Kartal escort soğuk rüzgârı, kış akşamlarının kasvetini daha da ağırlaştırıyordu. Yüksek binaların arasına sıkışmış dar sokaklarda adımlarını aceleyle atan genç kadın, her gece olduğu gibi kendini kaybolmuş hissediyordu. Adı Derya’ydı. Yirmi dört yaşındaydı ama yüreğinde taşıdığı yük, yaşını çoktan aşmıştı. Hayat, ona hiç kolay davranmamıştı; o da hayatta kalabilmek için istemediği bir hayatın içinde sürüklenmişti.
Derya, Kartal escort bir kenar mahallesindeki küçük bir odada yaşıyordu. Geceleri dışarı çıkar, sabaha karşı dönerdi. Ne komşuları onunla konuşurdu, ne de o kendini anlatma ihtiyacı hissederdi. İnsanların gözlerinde gördüğü yargıyı bildikçe, sessizliği tercih etmişti. Zaten kimse onu gerçekten tanımak istemezdi. Onun hakkında duydukları yetiyordu; oysa gerçekler, söylentilerden çok daha derindi.
Her sabah güneş doğmadan önce sahile inerdi. Kartal vip escort sahil yolunun dalga sesleri, onun için dünyadaki tek sakin yerdi.

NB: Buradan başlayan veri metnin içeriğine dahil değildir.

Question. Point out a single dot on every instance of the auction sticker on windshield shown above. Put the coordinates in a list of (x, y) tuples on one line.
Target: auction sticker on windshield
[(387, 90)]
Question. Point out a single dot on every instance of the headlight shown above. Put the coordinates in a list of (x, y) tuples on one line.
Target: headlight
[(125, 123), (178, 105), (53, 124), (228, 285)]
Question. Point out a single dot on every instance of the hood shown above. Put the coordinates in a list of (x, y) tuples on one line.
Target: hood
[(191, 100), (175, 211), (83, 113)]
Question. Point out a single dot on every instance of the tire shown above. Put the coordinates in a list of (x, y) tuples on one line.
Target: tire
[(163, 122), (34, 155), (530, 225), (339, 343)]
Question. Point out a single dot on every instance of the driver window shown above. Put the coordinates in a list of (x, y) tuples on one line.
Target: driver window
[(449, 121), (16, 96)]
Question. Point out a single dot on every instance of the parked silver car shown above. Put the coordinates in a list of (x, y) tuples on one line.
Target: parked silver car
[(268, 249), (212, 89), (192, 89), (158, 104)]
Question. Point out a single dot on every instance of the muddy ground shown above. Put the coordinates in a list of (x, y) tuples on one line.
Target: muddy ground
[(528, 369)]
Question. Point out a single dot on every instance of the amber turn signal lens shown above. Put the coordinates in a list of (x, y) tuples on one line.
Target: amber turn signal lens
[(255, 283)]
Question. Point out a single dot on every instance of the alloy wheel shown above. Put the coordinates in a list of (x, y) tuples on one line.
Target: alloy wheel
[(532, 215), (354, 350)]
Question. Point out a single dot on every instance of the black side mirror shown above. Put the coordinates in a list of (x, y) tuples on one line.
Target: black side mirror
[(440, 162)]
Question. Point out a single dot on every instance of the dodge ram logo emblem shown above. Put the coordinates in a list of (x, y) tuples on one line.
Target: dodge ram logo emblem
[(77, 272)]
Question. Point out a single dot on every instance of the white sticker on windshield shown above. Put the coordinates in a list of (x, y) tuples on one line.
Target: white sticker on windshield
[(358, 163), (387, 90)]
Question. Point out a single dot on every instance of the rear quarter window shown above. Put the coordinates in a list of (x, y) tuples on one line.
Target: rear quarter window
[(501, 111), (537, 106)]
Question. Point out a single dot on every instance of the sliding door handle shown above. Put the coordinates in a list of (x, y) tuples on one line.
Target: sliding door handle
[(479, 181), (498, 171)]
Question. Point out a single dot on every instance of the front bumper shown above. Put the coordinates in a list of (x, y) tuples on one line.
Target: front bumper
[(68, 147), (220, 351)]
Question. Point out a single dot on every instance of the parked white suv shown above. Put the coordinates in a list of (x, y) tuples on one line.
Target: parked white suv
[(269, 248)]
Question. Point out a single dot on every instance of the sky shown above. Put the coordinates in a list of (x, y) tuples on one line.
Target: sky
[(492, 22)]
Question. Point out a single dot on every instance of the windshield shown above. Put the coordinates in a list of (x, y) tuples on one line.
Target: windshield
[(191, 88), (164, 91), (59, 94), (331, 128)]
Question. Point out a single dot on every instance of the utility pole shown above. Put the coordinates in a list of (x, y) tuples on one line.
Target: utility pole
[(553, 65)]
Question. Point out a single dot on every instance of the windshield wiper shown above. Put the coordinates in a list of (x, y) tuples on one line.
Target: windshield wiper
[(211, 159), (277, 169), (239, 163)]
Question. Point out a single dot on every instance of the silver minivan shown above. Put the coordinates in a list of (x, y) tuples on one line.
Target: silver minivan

Dalgalar kıyıya vurdukça içinden geçirdiği tek cümle şuydu: “Belki bir gün…”
Belki bir gün bu hayattan kurtulacak, belki bir gün yeniden nefes alabilecek, belki bir gün artık kimse onu tanımlamayacaktı.
Sahilde oturduğu bir sabah, bankın yanında çay satan yaşlı bir adamla sohbet etmeye başladı. Adamın adı Rasim’di. Derya’nın yüzündeki yorgunluğu kondom fark edenlerden biriydi ama onun hakkında dedikodu yapanlardan değildi. Rasim amca, sadece bir insanın başka bir insana bakması gerektiği gibi bakıyordu: Ne acıyla, ne yargıyla… Sadece anlayışla.
“Evladım,” dedi bir gün. “Bazı yollar karanlık olabilir ama karanlıkta yürüyen de ışığa ulaşabilir.”
Bu cümle Derya’nın zihnine sert seven mıh gibi çakıldı. Yıllardır kimse ona böyle bir cümle söylememişti. Kendisini değersiz hisseden genç kadın için bu söz, küçücük bir umut kıvılcımı oldu.